La faille ou « béance »–pour utiliser un terme lacanien qualifiant le Réel714, c’est-à-dire ce qui échappe à la fois au Symbolique et à l’Imaginaire– est très présente chez Conrad, Lowry et White. Chez Conrad, elle est figurée par le trou (« hole », HD, p. 44) ou encore le gouffre, le ravin (« gulf », « ravine », Nostromo, p. 232 ; « gully », Nostromo, p. 414). Dans Under the Volcano, la béance est déclinée sur le mode de la « barranca », des trous du parcours de golf, du gouffre :

‘But oddly he had not touched this drink. And the calm mysteriously persisted. It was as if they were standing on a lofty golf-tee somewhere. What a beautiful hole this would make, from here to a green out into those trees on the other side of the barranca, that natural hazard which some hundred and fifty yards away could be carried by a good full spoon shot, soaring... Plock. The Golgotha Hole. High up, an eagle drove downwind in one. It had shown lack of imagination to build the local course back up there, remote from the barranca. Golf=gouffre=gulf. Prometheus would retrieve lost balls.

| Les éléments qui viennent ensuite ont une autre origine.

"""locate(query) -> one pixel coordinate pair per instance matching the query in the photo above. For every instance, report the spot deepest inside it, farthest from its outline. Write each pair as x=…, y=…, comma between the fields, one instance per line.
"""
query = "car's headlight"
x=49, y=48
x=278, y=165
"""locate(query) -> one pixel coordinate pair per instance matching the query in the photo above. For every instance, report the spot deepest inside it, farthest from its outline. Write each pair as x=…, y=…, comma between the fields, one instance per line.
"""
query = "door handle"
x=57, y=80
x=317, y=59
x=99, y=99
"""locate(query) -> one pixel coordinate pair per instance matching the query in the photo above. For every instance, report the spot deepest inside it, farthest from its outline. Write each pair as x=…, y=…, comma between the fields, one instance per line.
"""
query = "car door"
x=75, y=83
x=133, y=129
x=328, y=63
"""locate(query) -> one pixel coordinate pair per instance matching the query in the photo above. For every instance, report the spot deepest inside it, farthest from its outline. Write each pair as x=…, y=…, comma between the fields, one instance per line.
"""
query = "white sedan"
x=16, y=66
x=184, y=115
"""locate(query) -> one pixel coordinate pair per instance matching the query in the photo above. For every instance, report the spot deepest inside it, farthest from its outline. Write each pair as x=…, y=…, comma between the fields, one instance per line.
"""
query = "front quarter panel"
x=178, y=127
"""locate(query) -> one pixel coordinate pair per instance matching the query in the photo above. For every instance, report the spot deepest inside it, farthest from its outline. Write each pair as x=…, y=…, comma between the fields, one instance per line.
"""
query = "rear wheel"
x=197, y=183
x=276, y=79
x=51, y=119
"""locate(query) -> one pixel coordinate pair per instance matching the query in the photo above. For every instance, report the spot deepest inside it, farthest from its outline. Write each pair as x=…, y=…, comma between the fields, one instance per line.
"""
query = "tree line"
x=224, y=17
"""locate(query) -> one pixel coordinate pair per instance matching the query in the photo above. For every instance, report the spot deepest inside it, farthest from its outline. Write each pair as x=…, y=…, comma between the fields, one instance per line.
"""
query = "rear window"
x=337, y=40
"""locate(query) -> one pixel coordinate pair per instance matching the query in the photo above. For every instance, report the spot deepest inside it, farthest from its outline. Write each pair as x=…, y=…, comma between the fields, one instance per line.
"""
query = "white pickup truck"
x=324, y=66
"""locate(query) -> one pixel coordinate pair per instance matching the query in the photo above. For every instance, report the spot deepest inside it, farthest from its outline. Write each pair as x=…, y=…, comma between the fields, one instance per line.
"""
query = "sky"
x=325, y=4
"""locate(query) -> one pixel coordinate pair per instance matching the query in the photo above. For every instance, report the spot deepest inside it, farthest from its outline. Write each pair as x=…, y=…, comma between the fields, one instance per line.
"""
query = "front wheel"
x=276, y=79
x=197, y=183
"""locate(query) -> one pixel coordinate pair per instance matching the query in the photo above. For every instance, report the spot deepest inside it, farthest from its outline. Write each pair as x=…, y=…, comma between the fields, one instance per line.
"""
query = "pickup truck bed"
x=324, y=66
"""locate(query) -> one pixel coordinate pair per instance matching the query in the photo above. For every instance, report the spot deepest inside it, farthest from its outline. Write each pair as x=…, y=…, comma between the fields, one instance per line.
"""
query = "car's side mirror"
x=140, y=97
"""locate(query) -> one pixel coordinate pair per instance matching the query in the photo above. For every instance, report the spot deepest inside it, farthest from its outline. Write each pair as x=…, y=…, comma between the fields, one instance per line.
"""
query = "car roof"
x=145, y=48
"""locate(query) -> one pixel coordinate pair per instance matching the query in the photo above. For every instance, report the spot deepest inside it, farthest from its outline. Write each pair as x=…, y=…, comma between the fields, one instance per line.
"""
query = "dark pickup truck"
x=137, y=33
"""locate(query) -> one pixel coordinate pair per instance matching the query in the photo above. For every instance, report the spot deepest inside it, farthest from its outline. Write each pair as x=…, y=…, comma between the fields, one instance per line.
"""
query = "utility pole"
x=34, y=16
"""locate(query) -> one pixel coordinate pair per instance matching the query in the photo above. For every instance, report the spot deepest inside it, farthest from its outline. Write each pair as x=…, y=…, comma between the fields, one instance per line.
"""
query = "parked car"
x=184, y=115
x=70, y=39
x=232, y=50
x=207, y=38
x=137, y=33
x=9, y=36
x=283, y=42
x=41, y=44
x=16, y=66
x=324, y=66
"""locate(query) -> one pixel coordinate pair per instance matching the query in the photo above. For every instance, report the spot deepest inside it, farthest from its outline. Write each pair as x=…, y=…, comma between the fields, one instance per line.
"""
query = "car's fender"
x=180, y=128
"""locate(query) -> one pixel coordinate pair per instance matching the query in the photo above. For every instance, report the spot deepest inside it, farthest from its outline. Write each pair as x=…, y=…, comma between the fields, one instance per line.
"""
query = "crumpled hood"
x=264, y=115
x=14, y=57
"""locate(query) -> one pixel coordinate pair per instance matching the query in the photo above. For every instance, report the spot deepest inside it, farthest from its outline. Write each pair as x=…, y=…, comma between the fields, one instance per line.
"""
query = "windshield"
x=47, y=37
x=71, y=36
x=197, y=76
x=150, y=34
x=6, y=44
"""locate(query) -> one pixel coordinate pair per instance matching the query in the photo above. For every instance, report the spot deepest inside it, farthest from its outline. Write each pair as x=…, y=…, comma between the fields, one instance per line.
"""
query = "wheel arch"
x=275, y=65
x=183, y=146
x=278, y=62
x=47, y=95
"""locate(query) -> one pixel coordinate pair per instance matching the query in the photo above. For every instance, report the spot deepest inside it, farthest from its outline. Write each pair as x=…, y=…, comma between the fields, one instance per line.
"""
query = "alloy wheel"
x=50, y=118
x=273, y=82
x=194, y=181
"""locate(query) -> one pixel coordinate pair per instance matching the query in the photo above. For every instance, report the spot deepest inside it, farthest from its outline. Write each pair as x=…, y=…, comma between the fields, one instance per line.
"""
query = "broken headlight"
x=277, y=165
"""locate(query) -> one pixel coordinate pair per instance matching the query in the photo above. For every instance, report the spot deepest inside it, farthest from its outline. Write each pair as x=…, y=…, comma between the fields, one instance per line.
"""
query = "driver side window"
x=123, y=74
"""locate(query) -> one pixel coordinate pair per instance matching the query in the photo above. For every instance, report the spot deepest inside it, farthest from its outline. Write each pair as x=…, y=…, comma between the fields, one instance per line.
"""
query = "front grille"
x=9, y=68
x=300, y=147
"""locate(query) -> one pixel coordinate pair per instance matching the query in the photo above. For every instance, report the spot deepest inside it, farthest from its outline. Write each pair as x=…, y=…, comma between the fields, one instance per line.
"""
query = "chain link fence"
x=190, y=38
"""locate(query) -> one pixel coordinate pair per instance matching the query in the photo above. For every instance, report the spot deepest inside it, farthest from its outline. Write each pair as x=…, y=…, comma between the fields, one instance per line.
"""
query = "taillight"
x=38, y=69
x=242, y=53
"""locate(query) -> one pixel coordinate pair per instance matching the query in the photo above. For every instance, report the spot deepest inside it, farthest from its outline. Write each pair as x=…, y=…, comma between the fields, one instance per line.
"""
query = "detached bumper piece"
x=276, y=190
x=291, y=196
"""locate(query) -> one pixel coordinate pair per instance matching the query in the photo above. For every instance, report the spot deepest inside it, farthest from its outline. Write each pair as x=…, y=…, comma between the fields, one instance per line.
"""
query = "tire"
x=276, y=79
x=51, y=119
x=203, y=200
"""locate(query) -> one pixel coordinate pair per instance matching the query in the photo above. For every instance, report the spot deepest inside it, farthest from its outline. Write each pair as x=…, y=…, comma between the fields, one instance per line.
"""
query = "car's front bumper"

And on that other side what strange fairways could be contrived, crossed by lone railway lines, humming with telegraph poles, glistening with crazy lies on embankments, over the hills and far away, like youth, like life itself, the course plotted all over these plains, extending far beyond Tomalin, through the jungle, to the Farolito, the nineteenth hole... The case is altered. (UV, p. 202, c’est moi qui souligne)’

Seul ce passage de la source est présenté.